Daneben zeigte er auch Bilder seines eigenen Wohnhauses Leimenegg, bei dem der Farbauftrag mit dem richtigen Werkzeug ebenfalls ein wichtiges Thema war – und fontana & fontana beratend mitwirkten.

Den fulminanten Abschluss des Anlasses machte Arno Lederer vom Stuttgarter Architekturbüro Lederer+Raganarsdottir+Oei, bekannt für formen- und materialreiche Baukunst (Hospitalhof Stuttgart, Bischöfliches Ordinariat Rottenburg). Aus ihm sprach der etablierte Routinier, der es sich leisten kann, Kritik an seinen Auftraggebern zu formulieren: «Wir werden heute nicht für Architektur bezahlt, sondern für das Bauen.»
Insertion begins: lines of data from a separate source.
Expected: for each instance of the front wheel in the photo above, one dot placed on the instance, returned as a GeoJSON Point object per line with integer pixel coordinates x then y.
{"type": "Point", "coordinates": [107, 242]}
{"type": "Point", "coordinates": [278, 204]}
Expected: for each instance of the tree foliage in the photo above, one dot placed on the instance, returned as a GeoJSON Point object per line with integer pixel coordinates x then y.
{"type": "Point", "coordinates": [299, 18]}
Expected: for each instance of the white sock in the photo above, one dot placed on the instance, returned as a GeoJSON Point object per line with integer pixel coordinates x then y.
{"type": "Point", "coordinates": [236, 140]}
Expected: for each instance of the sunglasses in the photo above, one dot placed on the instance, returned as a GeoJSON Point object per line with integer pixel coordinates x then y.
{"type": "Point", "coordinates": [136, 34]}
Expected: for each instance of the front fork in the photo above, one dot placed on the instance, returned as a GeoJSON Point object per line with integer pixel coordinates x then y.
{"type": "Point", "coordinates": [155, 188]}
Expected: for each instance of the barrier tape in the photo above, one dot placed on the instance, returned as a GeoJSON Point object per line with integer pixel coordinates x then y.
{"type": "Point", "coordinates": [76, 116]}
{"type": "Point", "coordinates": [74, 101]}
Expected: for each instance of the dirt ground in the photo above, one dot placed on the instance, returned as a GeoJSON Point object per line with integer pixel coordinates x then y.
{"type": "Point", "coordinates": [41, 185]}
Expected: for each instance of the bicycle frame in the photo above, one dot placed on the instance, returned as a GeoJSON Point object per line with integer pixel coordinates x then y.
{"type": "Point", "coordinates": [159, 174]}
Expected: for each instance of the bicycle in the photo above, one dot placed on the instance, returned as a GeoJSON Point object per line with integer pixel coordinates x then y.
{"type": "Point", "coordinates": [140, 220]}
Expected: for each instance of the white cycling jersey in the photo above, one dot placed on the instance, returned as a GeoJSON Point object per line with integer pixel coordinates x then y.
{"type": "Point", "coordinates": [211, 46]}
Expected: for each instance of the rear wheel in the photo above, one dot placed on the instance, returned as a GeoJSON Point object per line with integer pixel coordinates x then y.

In seinem mitunter sehr launigen Vortrag plädierte er für eine Rückkehr der Schönheit in die Architektur und sah die Gründe für zunehmende Reduktion auf ökonomische und funktionelle Aspekte in einer Trennung von Wissenschaft und Kunst im 19. Jahrhundert und der Aufklärung: «Mit der Aufklärung kam der Abbau von Sinnlichkeit und Opulenz, heute zählt nur das Wort.»

In Lederers Augen existiert in der Architektur – ähnlich wie in der Philosophie (Hegel sei nicht «moderner» als Kant) – kein Fortschritt. Gegenüber der aktuellen Technik- und Labelhörigkeit bewies er ein gesundes Verhältnis: «Die haben das dann so hingerechnet» (in Bezug auf das Bischöfliche Ordinariat Rottenburg, das auch im Energie- und Umweltbereich gut abschneidet).

Darf Architektur schön sein? Kann sie vielleicht sogar Spass machen? Nach dieser Veranstaltung in Luzern besteht Hoffnung.